Explore this Article
NameSilo boasts itself as one of only 30 companies with over 2 million registered domains. They were founded in around 2009, making them a fairly new competitor in the market. Today, we’re going to take a look at how they stack up in six major fields against which all registrars are compared, so let’s dive right in.
Unfortunately, NameSilo still has some work to do on this end. While the interface is merely a customer-facing aspect that doesn’t have a direct negative impact on other elements, it’s essential to the overall usability of the services they provide. NameSilo’s interface looks like something left over from the mid-2000s where rounded corners and shiny buttons were all the rage. Although, they are working on the new site’s look which is still quite messy.
A lot of the hover styling feels as abrasive as it did in that era as well. This is especially heinous considering the date of their founding. The whole site feels about 15 years behind the times visually. Nothing feels exceptionally fluid or sexy, especially given modern web standards and capabilities.
There are massive walls of text to try and navigate among weirdly styled “announcement” panels. None of it feels like it meshes.
There always seems to be too much on-screen at any given moment, either on your account landing page or even just on the site’s homepage; it’s a visual mess, and this is something NameSilo could stand to try and adjust.
The prices feel low compared to some of the major registrars out there, including names like GoDaddy or site-builders like Wix and Squarespace. A .com (gTLD) domain from NameSilo will set you back $6.99 for the first year, which is relatively cheap by modern standards where most companies charge you anywhere from $9.99 during promotions to $12.99. Prices vary all across the industry, but this feels pretty good even if we have seen some lower rates out there.
With other, less common domains like .xyz and .info you can score some pretty sweet deals, but the trade-off is the branding opportunity that you’ll miss by having a .com, .net, or .org.

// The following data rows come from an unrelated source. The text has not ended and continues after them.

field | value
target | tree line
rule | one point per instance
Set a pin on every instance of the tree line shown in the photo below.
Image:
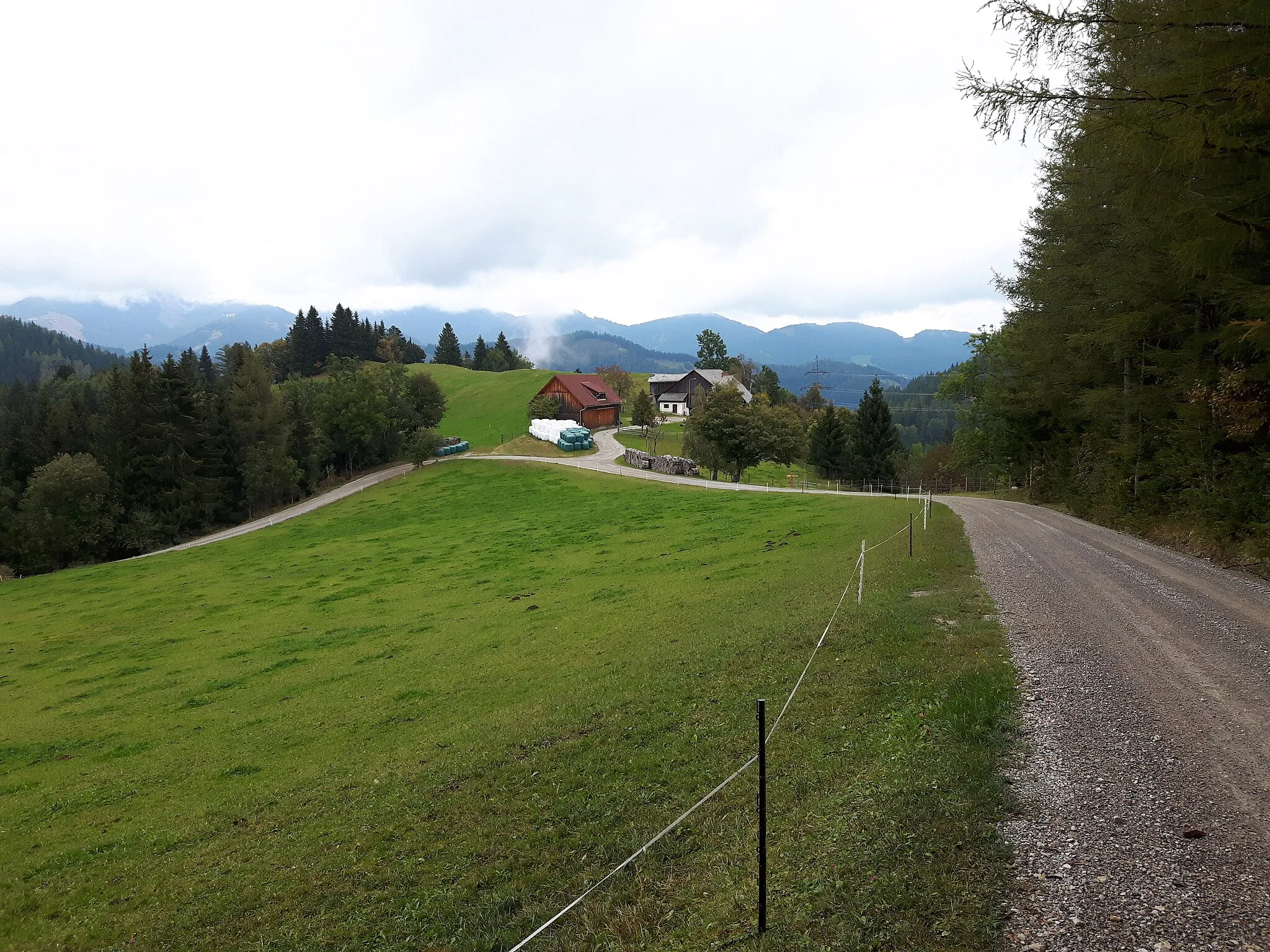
(145, 455)
(313, 340)
(1130, 379)
(499, 357)
(33, 353)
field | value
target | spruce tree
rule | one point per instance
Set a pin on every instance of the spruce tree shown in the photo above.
(319, 342)
(876, 443)
(711, 352)
(346, 333)
(827, 439)
(206, 368)
(505, 348)
(447, 348)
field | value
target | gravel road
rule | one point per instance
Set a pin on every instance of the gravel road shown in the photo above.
(1146, 781)
(291, 513)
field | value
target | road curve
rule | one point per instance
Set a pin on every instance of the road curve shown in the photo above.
(308, 506)
(1146, 677)
(602, 461)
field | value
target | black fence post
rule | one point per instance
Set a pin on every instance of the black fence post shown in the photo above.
(762, 816)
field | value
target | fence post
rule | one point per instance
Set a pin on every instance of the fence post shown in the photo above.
(762, 816)
(860, 592)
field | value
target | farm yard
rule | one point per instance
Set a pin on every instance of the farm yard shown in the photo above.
(429, 716)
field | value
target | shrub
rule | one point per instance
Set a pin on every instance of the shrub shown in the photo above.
(424, 446)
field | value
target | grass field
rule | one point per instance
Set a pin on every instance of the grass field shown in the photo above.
(486, 409)
(526, 444)
(430, 715)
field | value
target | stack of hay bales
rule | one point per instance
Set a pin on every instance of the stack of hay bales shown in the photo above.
(566, 434)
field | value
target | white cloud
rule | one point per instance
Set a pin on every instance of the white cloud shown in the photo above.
(629, 161)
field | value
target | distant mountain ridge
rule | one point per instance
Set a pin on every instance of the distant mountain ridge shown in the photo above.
(173, 325)
(32, 353)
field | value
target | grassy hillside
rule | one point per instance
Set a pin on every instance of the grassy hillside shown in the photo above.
(429, 715)
(484, 408)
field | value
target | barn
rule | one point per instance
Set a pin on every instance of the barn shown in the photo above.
(585, 398)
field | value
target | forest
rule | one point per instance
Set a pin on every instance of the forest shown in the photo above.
(144, 455)
(1129, 381)
(32, 353)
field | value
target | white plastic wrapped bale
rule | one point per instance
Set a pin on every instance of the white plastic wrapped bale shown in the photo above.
(549, 431)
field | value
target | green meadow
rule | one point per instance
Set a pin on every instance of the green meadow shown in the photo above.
(430, 715)
(483, 408)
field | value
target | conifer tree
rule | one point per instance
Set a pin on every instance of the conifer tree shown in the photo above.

NameSilo extends your domain for free for an extra year whenever you transfer to them which makes it a pretty attractive option, but the catch is that you have to pay a transfer fee that varies in price depending on your domain. It feels intentionally phrased to be misleading as you’re mostly paying for the year extension via the transfer fees you need to pay.
As of this writing, it appears that their primary service (at least the one they’re pushing in a lot of on-page ads) is the selling and auctioning of domains. This makes it appear that they’re less of a domain hosting service than they are a medium through which people can try to make a few bucks by anticipating market trends.
You’ll see some pornographic references in the domains listed for auction as well as bitcoin, crypto, and blockchain related listings priced at some quite frankly ludicrous numbers but with no inkling of whether or not anyone is bidding on these things.
NameSilo allows you to set up a “service link” during the purchasing process, where NameSilo will automatically populate your DNS settings with additional entries that will set your domain to work with other nameservers for your ease of use. This is a helpful tool to have at your disposal especially if you want to get right to work because you know where you’re going to point the domain.
NameSilo also allows you to exert a lot of control over your parked page for your domain, including color schemes, meta tags, layout, and content. You can attach your AdSense ID and earn revenue from your parked domain. They also boast that they give you 100% of said revenue. This is particularly useful if you think you’ve snagged a money-maker and want that parked page looking as good as you can make it, so it’s a great feature that NameSilo has included here.
Email and Hosting
As far as email is concerned, e-mail forwarding is handled merely by adding the necessary DNS declarations and setting up a forwarding alias through their “email forwarding” tool. It’s quick and straightforward, but it may take some time for those changes to set in.
NameSilo also allows you a quick and easy way to set up a GSuite account with your domain, though it feels unnecessary when you can forward through up to 100 aliases and not have to spend an extra dime.
Regarding hosting services, as of this writing, NameSilo doesn’t provide any web hosting services for site building, but their customer support representative assured me that this would be implemented in “the next couple of weeks.” That will be something to look forward to, and large-scale infrastructure changes like this might also bring changes to the visual problems we mentioned with the site earlier.
The on-site customer support live-chat was the most modern looking window on the entire website, with nice easing, usability, and a list of who was online. This is a useful feature that helps manage customer expectations, as you have a better idea of your wait time.
A conversation with one of their support reps was concise and pleasant, as they’d given me the information regarding NameSilo’s expansion plans into the web hosting market as well as the time needed for DNS changes to propagate.
How can NameSilo improve?
The biggest hit to NameSilo’s presence is undoubtedly their interface. It’s visually unappealing and doesn’t feel as responsive as it should. Their services are plentiful and well-rounded, but their design shortfalls make them sometimes difficult to locate or use.
I’m very interested in seeing how their web hosting services launch and whether or not their pricing will be reasonable as well as what options they’ll have for CMS installation. Rollouts of that size almost always have hiccups, and it will be interesting to see if NameSilo is up to the challenge.